The reason behind it is simple: no company starts out with a perfect product. Startups hoping to broaden their market share need to be wary of many things, not least being bad press (and there is such a thing as bad press, contrary to the aphorism). Investments in marketing are huge gambles for startups as a result. In the first place, there is no guarantee that the marketing campaigns will work. And in the second place… what if they do work?
A successful marketing venture executed prematurely in a company’s history can destroy an unprepared startup very easily. Consider the situation of a startup that invests in a nationwide marketing campaign that gets more people asking for its service, only to discover that it doesn’t have the means to satisfy heightened demand and thus ends up letting down most new customers. Or what about the startup that has major problems with its service procedures but hasn’t realized it in time to fix them before exposing those inefficiencies to a wider audience? These are crisis situations. Just remember, the bigger your audience/market, the more mouths there are to criticize you and spread word of your failings. And in the age of connectedness and online technology, photos of funny cats aren’t the only things that can turn viral.
Startups are characterized by risk-taking, true, but some risks just aren’t worth the jump. Fledgling companies are always wildly vulnerable to consumer opinion. If something a startup overlooked in its supply or production line turns out unsatisfactory to buyers, exposing it to more consumers may knell the death toll of the brand. Startups don’t have the resources or deep roots of the big companies, after all; thus, they are far less likely to recover from such downturns in public opinion. There is little history they can fall back on, few years of good service to cite as assurance that their next year will be good again.

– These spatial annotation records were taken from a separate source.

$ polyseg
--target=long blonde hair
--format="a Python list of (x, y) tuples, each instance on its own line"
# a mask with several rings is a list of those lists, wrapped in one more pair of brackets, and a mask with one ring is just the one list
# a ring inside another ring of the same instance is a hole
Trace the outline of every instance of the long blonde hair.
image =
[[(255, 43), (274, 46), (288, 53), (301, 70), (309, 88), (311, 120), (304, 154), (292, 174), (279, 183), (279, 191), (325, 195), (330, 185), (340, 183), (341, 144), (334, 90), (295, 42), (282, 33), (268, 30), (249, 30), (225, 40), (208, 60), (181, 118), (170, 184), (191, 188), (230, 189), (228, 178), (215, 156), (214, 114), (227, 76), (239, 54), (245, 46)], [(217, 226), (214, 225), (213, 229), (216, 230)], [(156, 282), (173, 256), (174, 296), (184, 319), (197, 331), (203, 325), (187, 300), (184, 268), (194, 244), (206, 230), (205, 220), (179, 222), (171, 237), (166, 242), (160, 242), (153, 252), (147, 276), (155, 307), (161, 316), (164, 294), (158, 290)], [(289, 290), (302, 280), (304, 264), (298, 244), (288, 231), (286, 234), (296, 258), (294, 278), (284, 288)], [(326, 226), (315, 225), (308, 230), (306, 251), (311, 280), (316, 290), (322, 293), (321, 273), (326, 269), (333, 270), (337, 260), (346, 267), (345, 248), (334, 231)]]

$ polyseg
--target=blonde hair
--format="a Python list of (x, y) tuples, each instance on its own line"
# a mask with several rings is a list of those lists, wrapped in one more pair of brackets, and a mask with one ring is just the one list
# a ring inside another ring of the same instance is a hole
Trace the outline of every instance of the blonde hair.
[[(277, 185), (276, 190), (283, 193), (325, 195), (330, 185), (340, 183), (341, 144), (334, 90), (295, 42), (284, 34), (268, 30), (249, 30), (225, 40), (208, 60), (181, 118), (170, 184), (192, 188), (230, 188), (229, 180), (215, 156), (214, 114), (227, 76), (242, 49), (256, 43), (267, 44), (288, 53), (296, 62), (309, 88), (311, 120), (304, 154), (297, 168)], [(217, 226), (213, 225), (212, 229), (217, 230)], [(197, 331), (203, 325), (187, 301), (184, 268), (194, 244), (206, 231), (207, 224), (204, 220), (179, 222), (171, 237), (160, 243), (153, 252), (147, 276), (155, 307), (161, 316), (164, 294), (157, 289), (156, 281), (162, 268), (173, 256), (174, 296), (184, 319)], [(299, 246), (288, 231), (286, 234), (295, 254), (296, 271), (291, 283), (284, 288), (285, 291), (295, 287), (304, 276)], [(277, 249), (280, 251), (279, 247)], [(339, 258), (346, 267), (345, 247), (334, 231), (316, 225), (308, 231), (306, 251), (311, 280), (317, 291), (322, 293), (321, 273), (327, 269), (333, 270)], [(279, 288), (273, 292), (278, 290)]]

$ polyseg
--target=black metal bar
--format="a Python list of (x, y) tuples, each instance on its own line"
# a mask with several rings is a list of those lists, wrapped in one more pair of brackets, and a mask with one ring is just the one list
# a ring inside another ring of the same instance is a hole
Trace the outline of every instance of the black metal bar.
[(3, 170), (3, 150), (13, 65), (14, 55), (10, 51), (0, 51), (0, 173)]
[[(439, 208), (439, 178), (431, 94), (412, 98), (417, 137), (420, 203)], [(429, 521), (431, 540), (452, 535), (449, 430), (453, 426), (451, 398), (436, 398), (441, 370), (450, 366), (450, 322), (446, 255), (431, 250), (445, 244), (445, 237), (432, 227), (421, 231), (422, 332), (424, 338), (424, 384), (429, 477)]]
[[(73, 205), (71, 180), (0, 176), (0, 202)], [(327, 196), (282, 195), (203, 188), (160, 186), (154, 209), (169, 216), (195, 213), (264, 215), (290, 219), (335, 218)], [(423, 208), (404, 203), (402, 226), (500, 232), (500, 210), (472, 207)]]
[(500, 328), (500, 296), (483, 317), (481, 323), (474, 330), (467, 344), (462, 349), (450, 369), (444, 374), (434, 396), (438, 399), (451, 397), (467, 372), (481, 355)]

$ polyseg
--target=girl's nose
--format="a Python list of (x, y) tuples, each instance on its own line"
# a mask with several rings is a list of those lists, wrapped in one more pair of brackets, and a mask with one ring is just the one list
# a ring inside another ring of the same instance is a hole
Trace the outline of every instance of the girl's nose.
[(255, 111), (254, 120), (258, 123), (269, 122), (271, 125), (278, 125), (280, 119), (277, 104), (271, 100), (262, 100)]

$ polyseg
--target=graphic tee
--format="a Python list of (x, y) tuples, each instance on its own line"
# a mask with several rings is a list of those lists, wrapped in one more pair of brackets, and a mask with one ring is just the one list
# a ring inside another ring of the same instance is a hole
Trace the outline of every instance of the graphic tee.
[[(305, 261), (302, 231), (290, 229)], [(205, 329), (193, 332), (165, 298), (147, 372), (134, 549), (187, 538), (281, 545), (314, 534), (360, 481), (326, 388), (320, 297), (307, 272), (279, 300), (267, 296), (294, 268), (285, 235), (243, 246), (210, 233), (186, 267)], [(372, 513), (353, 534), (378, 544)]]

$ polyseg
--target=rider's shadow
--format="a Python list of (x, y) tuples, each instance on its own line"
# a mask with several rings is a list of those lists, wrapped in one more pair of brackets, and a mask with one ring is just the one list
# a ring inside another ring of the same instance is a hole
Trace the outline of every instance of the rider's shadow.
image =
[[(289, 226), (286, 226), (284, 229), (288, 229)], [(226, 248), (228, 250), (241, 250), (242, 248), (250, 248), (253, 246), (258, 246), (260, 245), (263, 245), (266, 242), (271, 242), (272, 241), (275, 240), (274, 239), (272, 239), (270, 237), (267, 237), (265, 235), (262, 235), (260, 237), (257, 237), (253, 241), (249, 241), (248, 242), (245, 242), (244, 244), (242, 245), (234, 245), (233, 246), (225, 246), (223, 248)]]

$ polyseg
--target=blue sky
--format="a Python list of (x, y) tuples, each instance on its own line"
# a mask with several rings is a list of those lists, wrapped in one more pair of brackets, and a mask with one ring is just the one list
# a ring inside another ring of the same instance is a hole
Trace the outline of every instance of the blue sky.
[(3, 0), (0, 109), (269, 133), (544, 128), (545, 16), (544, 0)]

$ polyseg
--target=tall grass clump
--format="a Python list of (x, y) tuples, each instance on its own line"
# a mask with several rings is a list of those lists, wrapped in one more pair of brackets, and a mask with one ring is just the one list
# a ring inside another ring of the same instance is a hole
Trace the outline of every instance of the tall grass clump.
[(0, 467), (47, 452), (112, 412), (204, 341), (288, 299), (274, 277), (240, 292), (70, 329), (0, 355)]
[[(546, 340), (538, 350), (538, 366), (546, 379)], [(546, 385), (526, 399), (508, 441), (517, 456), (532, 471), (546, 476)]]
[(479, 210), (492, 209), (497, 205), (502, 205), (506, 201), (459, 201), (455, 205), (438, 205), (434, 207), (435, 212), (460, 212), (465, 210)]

So what should startups do? Leverage as many free and low-cost marketing resources as they can. Work with social networks and media to engage existing customers and ask them to help identify all the kinks in the product before launching it in front of a much larger audience. Continuously make use of customer feedback to refine company processes and products. Startups don’t necessarily need to stay away from marketing, after all, nor do they need to minimize the actual marketing work they do. They just need to be smarter about what they spend and how they spend it.